Addiction affects many parts of the body, the liver is especially at risk from alcohol abuse, but the organ most affected is the brain. Alcohol or substance addiction induces the brain to produce large quantities of dopamine, which triggers the brain’s reward system. As time goes by and the addiction becomes stronger, the brain gradually loses the ability to produce normal amounts of dopamine on its own. This is why activities which once seemed so enjoyable to the addict lose their appeal when not under the influence.

This characteristic is also what separates addiction from dependence. The two are often assumed to be identical, but dependence is where a person develops a tolerance of a substance, whereas addiction is where the person’s whole brain chemistry is altered. Addiction is also characterised by the insatiable desire to use drugs, even despite being aware of the harm it does.

Addiction can have a deeply adverse effect on personal and professional relationships. A person in the throes of addiction can become moody and depressed and prone to physical and verbal outbursts. Addiction affects concentration and awareness as well, meaning that completing simple tasks can often prove problematic.

Long-term addiction can also lead to potentially fatal organ damage or failure.

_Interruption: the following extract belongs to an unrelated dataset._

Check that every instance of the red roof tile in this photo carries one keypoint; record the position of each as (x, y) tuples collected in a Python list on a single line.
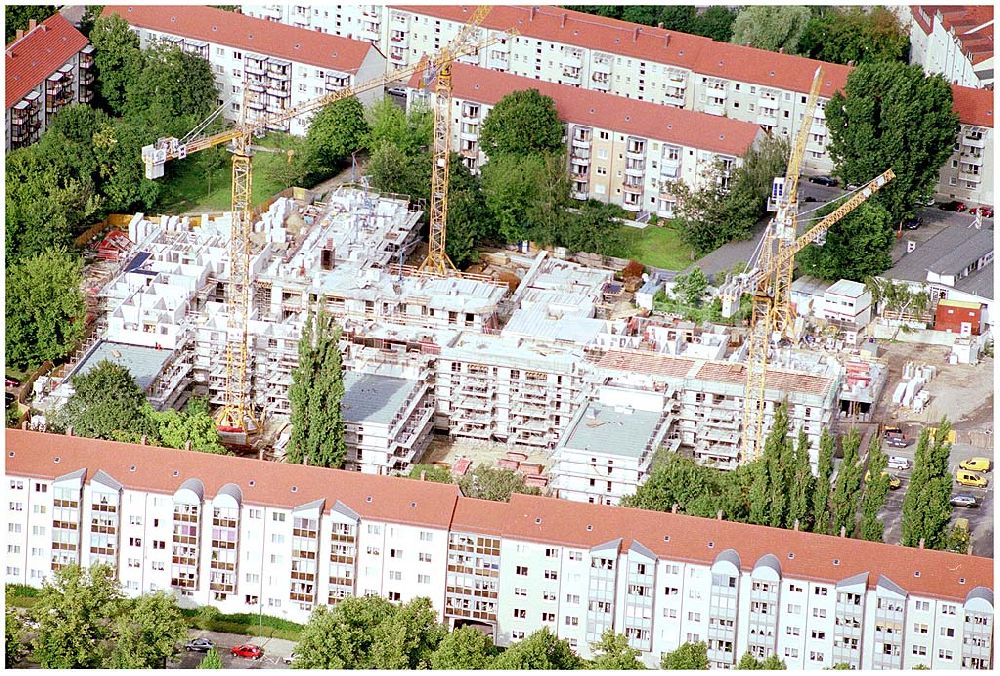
[(392, 499), (580, 29), (629, 116), (974, 106), (38, 54), (255, 35), (698, 540)]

In the case of certain types of substance abuse, addiction can also induce long-term psychological ailments such as psychosis and paranoia. For those who live with an addict, life can become increasingly unstable and stressful, especially as addicts’ behaviour is frequently unpredictable.

Identifying an addiction is no different to diagnosing any other illness. Generally, a person is identified as an addict if they meet a designated set of criteria. Among the common symptoms of addiction is a lack of control over the amount of substance the person takes. Some addicts may express a desire to reduce or cut out the substance altogether but cannot do so.

They may go to extreme lengths to obtain quantities of their preferred drug and, similarly, their addiction may take priority in their lives, superseding all other roles and responsibilities such as work and home life, as previously mentioned. In more extreme cases, addicts may continue their addiction even when the psychological and physical effects on themselves become apparent.

While it is possible to wean oneself off addictive substances, it is much more advisable to seek professional help. Rehabilitation centres offer structured programs to assist addicts in removing harmful substances from their systems. The same is true for Alcoholics Anonymous, who offer a 12-step programme aimed at helping its clients to achieve sobriety. As the name implies, people suffering from alcohol abuse can expect a safe and welcoming environment which respects privacy and does not encourage the divulgence of private information.

Addiction, whilst a deeply unpleasant malady, can be treated and addicts can return to normal lives having curbed their cravings. If you or anyone you know s suffering from any form of addiction, do not hesitate to contact the appropriate medical teams. Recovery from addiction takes time and patience, but the end result is always worthwhile.